Dans l’hebdomadaire « Famille Chrétienne » Hervé Rolland, vice-président de Notre Dame de Chrétienté, qui organise le 31e pèlerinage de Pentecôte de Paris à Chartres, du 18 au 20 mai, répond à trois questions :
Comment accueillez-vous ceux qui font le pèlerinage pour la première fois ?
Le chef de chapitre rencontre les nouveaux avant le pèlerinage. À raison de trois ou quatre, parfois plus, les nouveaux sont répartis dans les différents chapitres (groupes de cinquante pèlerins en moyenne).

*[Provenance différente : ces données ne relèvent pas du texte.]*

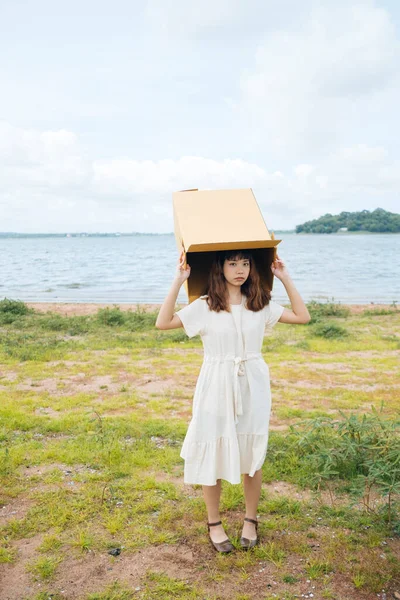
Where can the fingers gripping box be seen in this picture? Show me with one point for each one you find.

Le chef de chapitre vérifie que les nouveaux aient de bonnes chaussures et de quoi se nourrir correctement pendant les trois jours. Enfin, pour ceux qui appréhendent de faire cent kilomètres en trois jours, une possibilité est offerte de ne marcher qu'une journée.
Parmi eux, y en a-t-il qui ne pratiquent pas la forme extraordinaire du rit romain ?

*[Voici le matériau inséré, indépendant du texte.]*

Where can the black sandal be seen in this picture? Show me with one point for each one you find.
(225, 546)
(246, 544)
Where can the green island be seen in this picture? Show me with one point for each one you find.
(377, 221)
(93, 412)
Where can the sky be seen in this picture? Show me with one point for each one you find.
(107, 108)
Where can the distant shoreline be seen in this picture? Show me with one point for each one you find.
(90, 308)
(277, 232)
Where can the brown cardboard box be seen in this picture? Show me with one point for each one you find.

Ceux qui ne pratiquent habituellement pas la "messe traditionnelle" représentent un pèlerin sur trois. Du côté des prêtres accompagnants, sur un total de cent trente, les prêtres diocésains dont ce n'était pas la culture sont même une quarantaine ! Ce qui en fait le groupe de prêtres le plus nombreux à participer au pèlerinage. De leur côté, les laïcs bénéficient d'une présentation de la forme extraordinaire au cours d'un topo qu'ils reçoivent avec les autres membres de leur chapitre. Mais au cours du pèlerinage, il y a plus de questions sur l'Église et la morale que sur la forme de la messe. C'est pourquoi on n'hésite pas à reprendre les bases : qu'est ce que la Trinité, l'Église la Messe ...

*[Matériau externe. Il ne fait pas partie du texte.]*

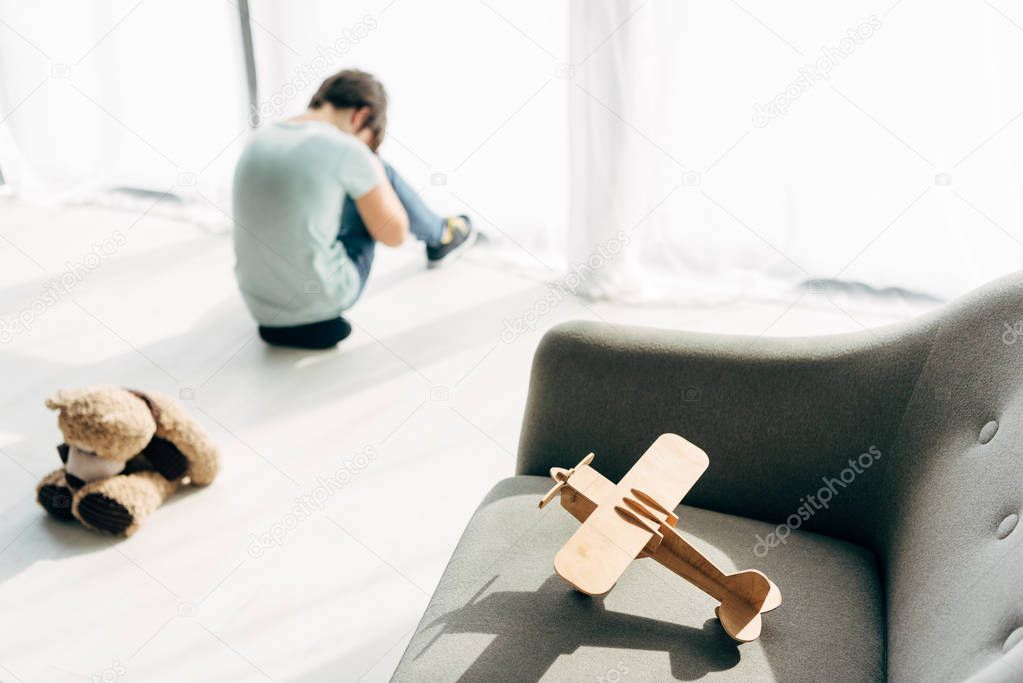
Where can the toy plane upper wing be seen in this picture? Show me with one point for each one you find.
(606, 544)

En plus du thème du pèlerinage ?
Avoir un thème - cette année l'éducation, troisième point non négociable après la défense de la vie et de la famille abordée en 2011 et 2012 – n'empêche pas de reprendre les bases: en trente ans, le profil des pèlerins a changé. Avant, 95 % pratiquaient la "messe traditionnelle", et la catéchèse de base était connue à 100%. Ce n'est plus le cas non plus: un pèlerin sur dix est un recommençant. Ceux-là ne se posent même pas la question du rite.
Propos recueillis par Guilhem Gargnies
Ici : Chartres les nouveaux pèlerins de la Pentecôte
Un signe de pérennité : s’ouvrir aux « recommençants » et aux autres, pour mieux faire connaître son propre charisme : la chrétienté n’est pas une forteresse hérissée de créneaux.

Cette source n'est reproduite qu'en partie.